Yield: 12 large eggs (can be halved to make fewer or smaller eggs)


  • 1/2 cup butter
  • 1 tsp salt
  • 1 tsp vanilla
  • 2/3 cup (1/2 can) sweetened condensed milk
  • 6 cups (about 1 1/2 lbs) sifted icing sugar
  • yellow food colouring
  • red food colouring (optional)
  • 1/2 lb semi-sweet chocolate

Instructions – Making the Eggs

  1. Cream together butter, salt, and vanilla.
  2. Add sweetened condensed milk and blend until smooth.
  3. Gradually stir in icing sugar.
  4. Mixture will become very stiff — knead until all icing sugar is combined.
  5. Place fondant on board or waxed paper and continue kneading for several minutes, until mixture is very smooth and not sticky.
  6. Cut off 1/3 of the fondant and add enough yellow food colouring that it is the colour of yolks (a drop or two of red may help). Knead until colour is evenly blended. Cut 12 portions and roll into balls for the centre of the egg.
  7. Cut remaining fondant into 12 equal portions and pat out flat, then mould around egg yolk and into egg shape.
  8. Chill for a short time, then, if necessary, remodel gently.
  9. Chill for several hours or overnight.

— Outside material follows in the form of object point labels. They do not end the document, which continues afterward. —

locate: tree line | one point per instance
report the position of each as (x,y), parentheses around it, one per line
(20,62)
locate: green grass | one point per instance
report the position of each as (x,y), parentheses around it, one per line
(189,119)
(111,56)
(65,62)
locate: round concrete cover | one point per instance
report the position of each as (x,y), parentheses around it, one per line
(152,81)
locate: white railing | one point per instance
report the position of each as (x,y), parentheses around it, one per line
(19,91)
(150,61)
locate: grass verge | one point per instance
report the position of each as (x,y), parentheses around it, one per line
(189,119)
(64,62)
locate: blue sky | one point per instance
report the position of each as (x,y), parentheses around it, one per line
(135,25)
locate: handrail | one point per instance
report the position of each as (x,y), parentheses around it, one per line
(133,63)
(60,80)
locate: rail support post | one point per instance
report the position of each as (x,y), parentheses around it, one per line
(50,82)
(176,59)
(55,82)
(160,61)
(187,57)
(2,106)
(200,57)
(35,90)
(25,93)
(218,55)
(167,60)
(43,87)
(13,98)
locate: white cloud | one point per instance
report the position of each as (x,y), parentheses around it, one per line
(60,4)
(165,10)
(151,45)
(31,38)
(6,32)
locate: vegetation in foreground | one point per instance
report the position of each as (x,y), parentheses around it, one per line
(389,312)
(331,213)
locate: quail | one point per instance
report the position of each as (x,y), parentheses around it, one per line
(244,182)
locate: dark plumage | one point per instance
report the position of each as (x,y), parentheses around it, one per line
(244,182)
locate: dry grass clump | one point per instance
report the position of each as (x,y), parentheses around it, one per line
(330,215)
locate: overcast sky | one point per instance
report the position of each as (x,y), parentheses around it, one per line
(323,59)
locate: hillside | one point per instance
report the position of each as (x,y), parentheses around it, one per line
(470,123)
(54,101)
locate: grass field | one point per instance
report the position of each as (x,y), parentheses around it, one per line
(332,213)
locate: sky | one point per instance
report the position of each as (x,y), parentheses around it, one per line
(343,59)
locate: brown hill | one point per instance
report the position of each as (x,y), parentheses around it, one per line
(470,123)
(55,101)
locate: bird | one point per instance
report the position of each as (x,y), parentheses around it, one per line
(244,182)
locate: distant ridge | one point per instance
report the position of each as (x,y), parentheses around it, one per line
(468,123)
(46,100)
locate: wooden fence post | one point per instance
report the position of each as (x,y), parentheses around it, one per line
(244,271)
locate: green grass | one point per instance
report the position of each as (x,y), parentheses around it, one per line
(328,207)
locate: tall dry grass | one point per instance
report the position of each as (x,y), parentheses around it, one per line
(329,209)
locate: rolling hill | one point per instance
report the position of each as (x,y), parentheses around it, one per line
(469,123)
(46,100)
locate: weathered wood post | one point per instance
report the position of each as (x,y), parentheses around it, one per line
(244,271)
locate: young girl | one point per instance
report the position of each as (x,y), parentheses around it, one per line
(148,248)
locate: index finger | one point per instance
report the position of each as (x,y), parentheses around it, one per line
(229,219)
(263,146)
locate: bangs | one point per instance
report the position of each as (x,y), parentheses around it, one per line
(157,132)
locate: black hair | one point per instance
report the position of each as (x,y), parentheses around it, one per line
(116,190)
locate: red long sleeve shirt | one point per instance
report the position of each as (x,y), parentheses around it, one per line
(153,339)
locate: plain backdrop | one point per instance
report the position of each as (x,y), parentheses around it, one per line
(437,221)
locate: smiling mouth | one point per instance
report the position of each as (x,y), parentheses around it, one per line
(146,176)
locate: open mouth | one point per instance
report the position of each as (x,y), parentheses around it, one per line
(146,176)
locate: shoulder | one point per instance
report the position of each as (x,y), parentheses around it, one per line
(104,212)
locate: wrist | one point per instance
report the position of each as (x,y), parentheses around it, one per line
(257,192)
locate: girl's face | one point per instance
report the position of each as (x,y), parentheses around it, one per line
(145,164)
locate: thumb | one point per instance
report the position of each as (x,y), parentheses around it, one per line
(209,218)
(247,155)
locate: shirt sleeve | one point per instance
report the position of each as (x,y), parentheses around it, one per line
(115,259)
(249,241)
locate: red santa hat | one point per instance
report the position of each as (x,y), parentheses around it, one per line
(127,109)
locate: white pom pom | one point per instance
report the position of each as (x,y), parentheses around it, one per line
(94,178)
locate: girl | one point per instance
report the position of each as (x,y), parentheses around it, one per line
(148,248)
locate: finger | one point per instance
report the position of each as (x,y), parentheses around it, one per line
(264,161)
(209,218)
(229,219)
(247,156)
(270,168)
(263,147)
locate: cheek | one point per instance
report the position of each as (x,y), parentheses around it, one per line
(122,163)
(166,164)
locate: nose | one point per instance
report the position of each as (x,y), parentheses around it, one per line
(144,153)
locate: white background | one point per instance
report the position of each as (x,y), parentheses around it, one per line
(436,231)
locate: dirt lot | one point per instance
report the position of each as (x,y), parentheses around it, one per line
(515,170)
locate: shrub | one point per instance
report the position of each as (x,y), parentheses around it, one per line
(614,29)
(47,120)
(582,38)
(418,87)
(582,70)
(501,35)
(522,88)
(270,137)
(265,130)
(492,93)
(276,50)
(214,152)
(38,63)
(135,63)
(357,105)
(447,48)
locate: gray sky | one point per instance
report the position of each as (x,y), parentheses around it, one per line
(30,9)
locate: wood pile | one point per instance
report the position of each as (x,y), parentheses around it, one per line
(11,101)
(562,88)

Instructions – Dipping the Eggs

  1. Melt chocolate slowly in top of double boiler over hot water, stirring until blended. If you don’t have a double boiler, make a sort of “bain marie” by resting a cooking bowl (e.g. metal) that’s a little bigger than your pot, on top of the pot of hot water (keep the water just shy of a full boil). This will warm and melt the chocolate. We don’t have a microwave, but that’s another option.
  2. Dip the bottom half of egg in chocolate using either kitchen tongs or fingers. Let drip for a moment, then place on waxed paper for chocolate to harden, chocolate side up.
  3. If chocolate becomes too thick for dipping, reheat gently and continue.
  4. When eggs have been dipped on one side, dip the other side in the chocolate. Let drip a moment, and place on waxed paper with the soft chocolate side up to harden.